I stayed on the wall and looked at my own hands in my lap.

Then I looked at the inside of my left wrist — habit, checking the pulse point, something I'd done a hundred times a day since the poisoning to monitor my own condition.

I went very still.

The skin there was normal. Completely normal.

But underneath it, visible only at this angle in this light, was a thin dark line. Hair-thin. Nearly invisible.

Nearly.

I pressed two fingers hard against it. Checked my own meridians the way any cultivator checks theirs — a simple internal scan, basic as breathing.

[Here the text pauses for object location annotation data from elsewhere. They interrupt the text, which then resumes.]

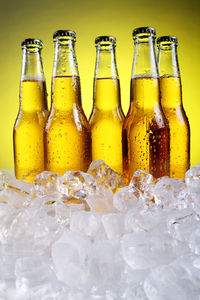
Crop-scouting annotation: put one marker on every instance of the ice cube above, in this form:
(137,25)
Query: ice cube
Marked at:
(146,220)
(192,179)
(5,178)
(165,283)
(181,223)
(194,241)
(46,184)
(101,201)
(105,263)
(167,190)
(113,225)
(69,255)
(141,250)
(105,176)
(75,186)
(144,183)
(16,192)
(86,222)
(33,271)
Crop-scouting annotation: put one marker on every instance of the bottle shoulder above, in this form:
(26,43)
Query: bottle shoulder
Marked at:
(115,115)
(73,117)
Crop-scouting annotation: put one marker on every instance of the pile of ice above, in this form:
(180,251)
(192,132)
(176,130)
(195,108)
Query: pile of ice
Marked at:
(89,236)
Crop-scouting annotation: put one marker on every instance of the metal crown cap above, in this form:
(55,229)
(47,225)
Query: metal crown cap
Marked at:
(105,38)
(32,42)
(167,38)
(64,33)
(144,30)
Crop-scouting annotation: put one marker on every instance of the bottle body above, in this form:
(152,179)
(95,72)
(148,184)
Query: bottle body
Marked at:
(28,133)
(107,117)
(171,100)
(67,132)
(145,129)
(67,136)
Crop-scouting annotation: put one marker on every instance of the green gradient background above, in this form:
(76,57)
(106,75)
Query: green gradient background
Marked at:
(39,19)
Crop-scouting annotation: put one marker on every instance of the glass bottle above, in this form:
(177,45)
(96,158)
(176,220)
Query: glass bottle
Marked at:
(145,129)
(171,101)
(29,126)
(67,133)
(107,118)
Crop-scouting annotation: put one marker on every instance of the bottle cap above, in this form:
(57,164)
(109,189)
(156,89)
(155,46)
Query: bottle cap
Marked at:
(167,38)
(144,30)
(64,33)
(105,38)
(32,42)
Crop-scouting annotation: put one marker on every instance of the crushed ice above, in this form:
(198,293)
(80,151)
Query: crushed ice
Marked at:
(89,236)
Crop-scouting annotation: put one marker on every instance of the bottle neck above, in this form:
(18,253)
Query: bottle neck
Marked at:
(32,67)
(106,66)
(170,81)
(33,96)
(65,63)
(144,61)
(168,60)
(106,81)
(66,90)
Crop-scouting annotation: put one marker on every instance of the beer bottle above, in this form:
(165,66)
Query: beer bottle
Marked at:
(29,126)
(171,101)
(145,129)
(106,119)
(67,132)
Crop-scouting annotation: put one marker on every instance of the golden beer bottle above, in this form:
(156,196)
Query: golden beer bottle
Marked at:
(29,126)
(145,129)
(67,132)
(171,101)
(107,118)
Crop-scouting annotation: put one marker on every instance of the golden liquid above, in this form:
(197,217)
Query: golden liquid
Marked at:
(106,123)
(145,131)
(67,133)
(179,126)
(29,130)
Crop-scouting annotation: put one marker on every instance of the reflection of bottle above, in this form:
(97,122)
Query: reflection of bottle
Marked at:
(171,100)
(67,134)
(29,125)
(106,119)
(145,130)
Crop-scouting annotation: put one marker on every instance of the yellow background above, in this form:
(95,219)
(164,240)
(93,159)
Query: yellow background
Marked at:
(22,19)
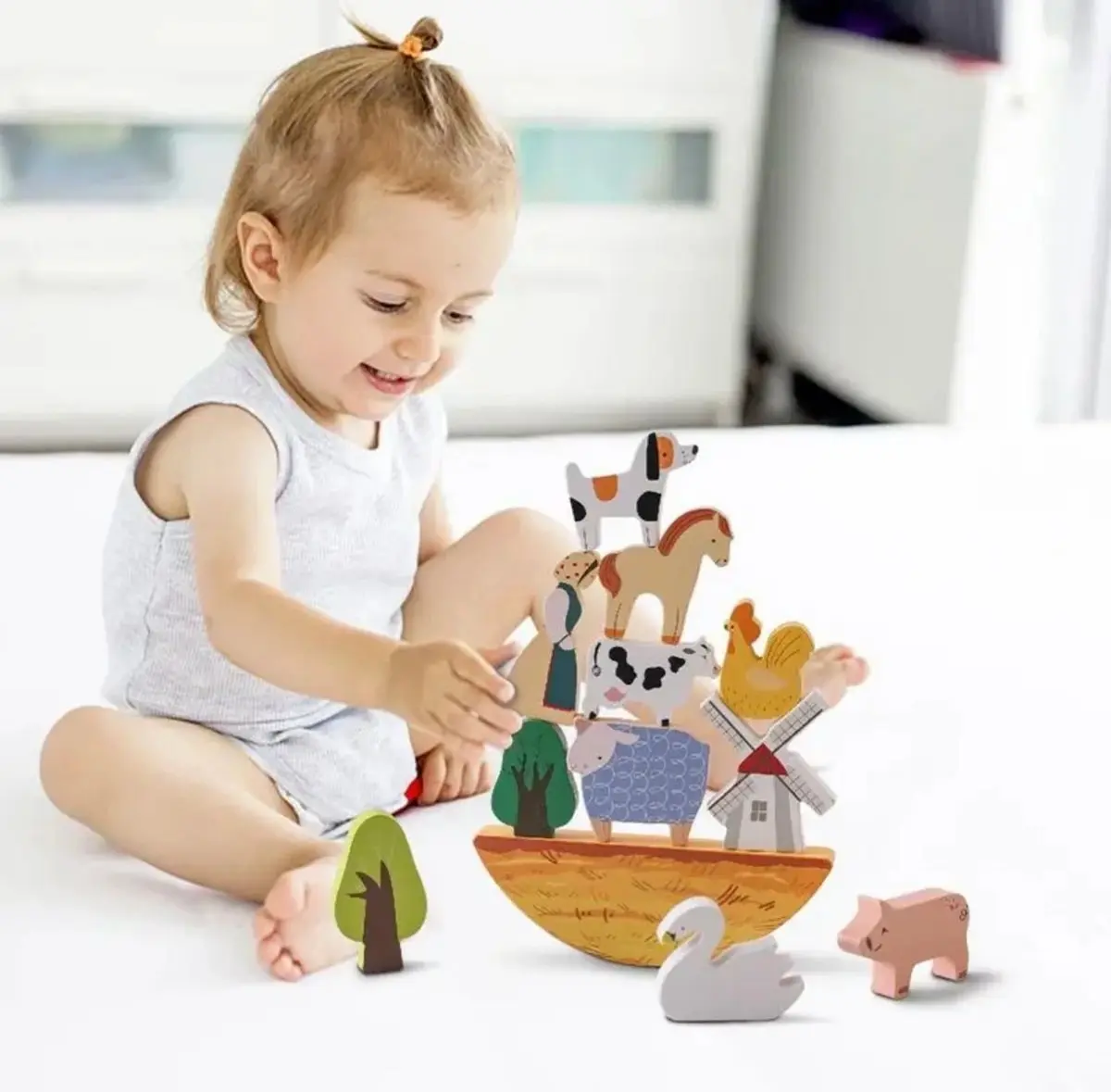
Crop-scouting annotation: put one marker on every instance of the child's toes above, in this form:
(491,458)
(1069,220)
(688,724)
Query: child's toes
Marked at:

What I found made my chest go cold.

The poison wasn't gone.

It had retreated. Hidden. Pulled itself into the deepest channels of my meridian system where the Moonlight Bloom extract couldn't reach it and waited — patient, quiet, exactly like its makers designed it to be.

It was rebuilding.

Slowly, carefully, invisibly — and it had a head start I didn't know about.

Kaelen's treatment had saved my life. It had also bought me time.

How much time, I didn't know.

I pressed my wrist flat against my knee and looked at the hut where he had just disappeared.

He didn't know. He thought he'd cured me.

And I had to decide, right now, whether to tell him.